Penning letters to ETI and a scientist defends Obama’s space vision

Welcome! "Alien Life" tracks the latest discoveries and thoughts in the various elements of the famous Drake Equation. Here's today's news:
g Abodes - How could liquid water exist on Europa, such a small world, so far from the Sun? The answer is tidal heating. See article. Note: This article is from 2002.
g Life - For nearly a decade, Jillian Banfield and her UC Berkeley colleagues have been studying the microbe community that lives in one of the most acidic environments on Earth: the drainage from a former copper mine in Northern California. One group of these microbes, dubbed ARMAN, seems to be smaller, and weirder, than any other known, free-living organism. Occasionally, it gets impaled by it larger neighbors. See article.
g Message - Famed physicist Stephen Hawking set off chatter in the scientific community in late April when he posited the existence of intelligent aliens on his new TV series, "Into the Universe with Stephen Hawking" —adding that it would be best for human beings to avoid contact with them. See article.
g Cosmicus - A scientist says the Obama administration's new plan for NASA is not an abandonment of a return to the Moon but rather replacing it with a much more visionary approach, restoring the agency's leadership in human exploration of the Solar System. See article.

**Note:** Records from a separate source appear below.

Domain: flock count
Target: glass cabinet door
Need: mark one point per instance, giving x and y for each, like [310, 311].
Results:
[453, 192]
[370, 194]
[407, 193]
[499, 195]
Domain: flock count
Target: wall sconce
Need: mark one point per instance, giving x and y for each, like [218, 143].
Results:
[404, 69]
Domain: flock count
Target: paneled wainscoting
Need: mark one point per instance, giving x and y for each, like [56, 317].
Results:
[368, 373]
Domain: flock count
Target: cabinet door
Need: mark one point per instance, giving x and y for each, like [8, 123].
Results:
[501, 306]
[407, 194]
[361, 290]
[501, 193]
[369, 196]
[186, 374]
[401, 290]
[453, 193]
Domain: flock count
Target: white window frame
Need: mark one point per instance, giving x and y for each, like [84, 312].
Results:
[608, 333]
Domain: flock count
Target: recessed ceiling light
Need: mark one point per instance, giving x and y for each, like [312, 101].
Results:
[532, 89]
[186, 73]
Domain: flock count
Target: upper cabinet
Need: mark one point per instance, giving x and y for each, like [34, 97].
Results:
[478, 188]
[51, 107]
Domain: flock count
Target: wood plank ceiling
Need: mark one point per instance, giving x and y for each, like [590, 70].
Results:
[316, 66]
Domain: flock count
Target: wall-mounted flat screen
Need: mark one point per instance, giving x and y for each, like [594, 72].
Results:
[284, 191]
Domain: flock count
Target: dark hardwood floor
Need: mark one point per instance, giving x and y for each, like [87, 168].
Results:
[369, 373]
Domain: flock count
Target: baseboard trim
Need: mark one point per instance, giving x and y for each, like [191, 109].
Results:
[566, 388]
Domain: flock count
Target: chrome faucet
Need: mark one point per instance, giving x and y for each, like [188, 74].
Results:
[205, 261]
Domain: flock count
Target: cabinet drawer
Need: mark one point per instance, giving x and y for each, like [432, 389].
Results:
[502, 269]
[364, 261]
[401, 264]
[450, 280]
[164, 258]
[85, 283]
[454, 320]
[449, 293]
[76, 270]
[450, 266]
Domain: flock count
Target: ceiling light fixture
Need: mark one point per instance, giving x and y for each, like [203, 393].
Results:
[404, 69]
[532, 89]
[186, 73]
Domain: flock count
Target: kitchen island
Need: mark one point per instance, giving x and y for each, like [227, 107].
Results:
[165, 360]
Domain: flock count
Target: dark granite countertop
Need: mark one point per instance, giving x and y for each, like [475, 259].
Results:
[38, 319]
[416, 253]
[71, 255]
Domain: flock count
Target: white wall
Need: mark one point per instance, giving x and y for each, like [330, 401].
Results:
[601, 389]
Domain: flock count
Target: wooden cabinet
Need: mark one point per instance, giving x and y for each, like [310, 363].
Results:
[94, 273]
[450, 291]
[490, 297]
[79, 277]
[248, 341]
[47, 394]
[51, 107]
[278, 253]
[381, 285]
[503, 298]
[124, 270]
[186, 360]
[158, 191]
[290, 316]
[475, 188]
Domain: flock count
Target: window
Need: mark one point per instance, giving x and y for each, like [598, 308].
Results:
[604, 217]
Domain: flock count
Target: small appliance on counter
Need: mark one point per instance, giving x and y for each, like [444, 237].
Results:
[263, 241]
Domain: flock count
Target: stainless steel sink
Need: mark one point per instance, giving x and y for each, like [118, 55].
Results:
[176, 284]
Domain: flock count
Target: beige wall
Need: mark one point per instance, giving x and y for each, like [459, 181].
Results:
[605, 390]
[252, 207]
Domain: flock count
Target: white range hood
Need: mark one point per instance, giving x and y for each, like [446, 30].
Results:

g Learning - Walking past the open door of a writer's workshop that was held recently at the University of Wyoming in Laramie, much of the conversation was of the sort you might expect from any other group of students honing their craft as creative writers. They pondered which aspects of the human condition are most important to convey through their art. They examined their motivations for writing. And continually, they struggled to make themselves understood by readers who may be very different from themselves. But there is a critical difference from other creative writing classes. The intended audience for this class - if it exists at all - lives on a planet circling a distant star. See article. Note: This article is from 2007.
g Aftermath - Scientists such as the SETI Institute’s John Billingham and Jill Tarter have taken the lead in planning for the day we might receive a signal from life beyond Earth. Working with diplomats and space lawyers, they have helped develop protocols that guide the activities of SETI scientists who think they may have detected extraterrestrial intelligence. See article. Note: This story is a few years old.